А когда парадная дверь хлопнула, она откинулась на сиденье машины и, зажмурившись, простонала:
— Боже мой, Боже, да когда же все это кончится!..
«Боже мой, Боже!» — вздыхает Автор вместе с небезразличной ему Василисой, с медноволосой красавицей, которая, чего греха таить, давно уже снится ему — молодая, независимая, насмешливая, с глазищами, в чьих зеленых глубинах — бескрайность русского поля, по которому неведомо куда и зачем скачет шальной всадник…
«Господи Боже ты мой! — шепчет сочинитель давно уже придуманной сказки, с грустью глядя за окно на облетевшие деревья, на чаек, непоэтично вьющихся над помойкой, на запоздалых перелетных птиц. — Господи, Господи, — горько сглатывает он, — спаси и помилуй нас, бедных, бездомных и ничего ни у кого, кроме Тебя, не просящих…»
Изредка они встречались на Кирочной, в коммунальной комнатухе безмужней Зинули Веретенниковой. В тот день, о котором пойдет речь, — это было в конце марта девяносто пятого года — Василису в очередной раз вышибли с работы. Часов в одиннадцать утра генеральный директор ООО «Дельмонт-Закорин» г. Животинский позвонил из дома в свой офис. Трубочку сняла оказавшаяся в приемной Любовь Ивановна Глотова, новый заведующий отделом рекламы и маркетинга:
— «Дерьмо в законе» слушает вас!
— Что такое?.. Кто у телефона? Какая еще Василиса Перекрашенная?! Ах это вы, Глотова?! Ну, знаете!..
— Да уж знаю, знаю, — вздохнули в ответ.
…Они лежали на скрипучем диванчике, по очереди затягиваясь сигаретой, а по потолку переметывались отсветы проносившихся по улице машин.

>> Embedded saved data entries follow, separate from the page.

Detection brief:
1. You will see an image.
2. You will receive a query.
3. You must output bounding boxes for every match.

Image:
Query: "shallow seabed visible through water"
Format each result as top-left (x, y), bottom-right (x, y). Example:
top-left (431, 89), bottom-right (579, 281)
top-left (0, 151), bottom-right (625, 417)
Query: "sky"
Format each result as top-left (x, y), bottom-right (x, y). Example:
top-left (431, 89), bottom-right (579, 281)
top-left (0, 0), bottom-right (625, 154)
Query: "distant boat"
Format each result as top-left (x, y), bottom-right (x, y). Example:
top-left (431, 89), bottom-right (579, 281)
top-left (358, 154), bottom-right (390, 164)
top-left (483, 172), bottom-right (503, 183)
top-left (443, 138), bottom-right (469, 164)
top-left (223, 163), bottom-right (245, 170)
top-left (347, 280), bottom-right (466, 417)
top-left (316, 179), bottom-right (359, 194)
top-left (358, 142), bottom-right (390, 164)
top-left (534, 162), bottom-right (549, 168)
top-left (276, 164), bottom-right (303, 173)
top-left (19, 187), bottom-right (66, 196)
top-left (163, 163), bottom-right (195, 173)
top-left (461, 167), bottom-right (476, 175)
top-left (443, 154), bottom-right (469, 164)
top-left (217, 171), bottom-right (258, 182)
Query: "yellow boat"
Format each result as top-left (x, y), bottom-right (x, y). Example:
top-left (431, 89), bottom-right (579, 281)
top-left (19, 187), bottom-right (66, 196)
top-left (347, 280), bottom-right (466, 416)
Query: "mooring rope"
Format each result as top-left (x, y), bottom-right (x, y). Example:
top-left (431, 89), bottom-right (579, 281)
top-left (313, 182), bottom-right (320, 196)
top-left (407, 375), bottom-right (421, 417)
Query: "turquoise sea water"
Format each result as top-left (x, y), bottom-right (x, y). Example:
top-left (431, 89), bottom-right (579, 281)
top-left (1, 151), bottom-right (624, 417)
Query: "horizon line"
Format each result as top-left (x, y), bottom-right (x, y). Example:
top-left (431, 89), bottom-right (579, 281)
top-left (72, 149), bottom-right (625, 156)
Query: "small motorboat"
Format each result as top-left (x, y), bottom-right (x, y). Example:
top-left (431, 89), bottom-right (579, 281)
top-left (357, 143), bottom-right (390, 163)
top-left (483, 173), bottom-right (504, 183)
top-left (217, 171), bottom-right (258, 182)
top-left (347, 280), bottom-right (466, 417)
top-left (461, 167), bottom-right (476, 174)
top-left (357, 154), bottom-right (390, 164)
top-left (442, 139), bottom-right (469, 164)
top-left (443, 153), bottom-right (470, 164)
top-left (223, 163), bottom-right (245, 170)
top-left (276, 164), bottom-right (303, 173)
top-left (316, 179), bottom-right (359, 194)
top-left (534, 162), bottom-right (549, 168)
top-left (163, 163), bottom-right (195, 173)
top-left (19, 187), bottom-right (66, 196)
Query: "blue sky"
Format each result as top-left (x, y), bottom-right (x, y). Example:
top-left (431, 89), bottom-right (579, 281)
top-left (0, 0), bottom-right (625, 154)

— А я ведь тоже вроде как безработный, — утешил Василису Царевич, литературный журнальчик которого «И сегодня, и завтра…» не выходил вот уже месяцев пять.
— Что будешь делать?
— Вернусь в свою военную, репортером. Звали. А что, там хоть зарплату платят…
В коридоре гавкала собака. Телевизор за стенкой бубнил, утробно вскрикивал, садил бесконечными автоматными очередями. Когда Эдик затягивался дымом, отчетливо прорисовывался его профиль. У Царевича был типично хохляцкий нос, большущий покатый лоб и круглый подбородок с фирменной отцовской ямочкой.
Василиса положила ему голову на плечо.
— О чем вздыхаешь, Иванушка?
— Там у меня в сумке тетрадка, дай, пожалуйста.
Она долго рылась в его черной, с бесчисленными молниями, торбе. Тетрадь, обыкновенная, общая, в коленкоровой обложке, оказалась в папке. Царевич включил ночник. Василиса откинулась на подушку, приготовившись слушать его стихи покорно, беспрекословно, как и подобало подруге талантливого поэта, — она уже даже сложила руки на груди и закрыла глаза, но Царевич, пошелестев страницами, вдруг сказал:
— Я тут одну цитаточку выписал. Вот послушай: «О ненависти к русским никто и не говорил. Чувство, которое испытывали все чеченцы от мала до велика, было сильнее ненависти. Это была не ненависть, а непризнание этих русских собак людьми и такое отвращение, гадливость и недоумение перед нелепой жестокостью этих существ, что желание истребления их, как желание истребления крыс, ядовитых пауков и волков, было таким же естественным чувством, как чувство самосохранения».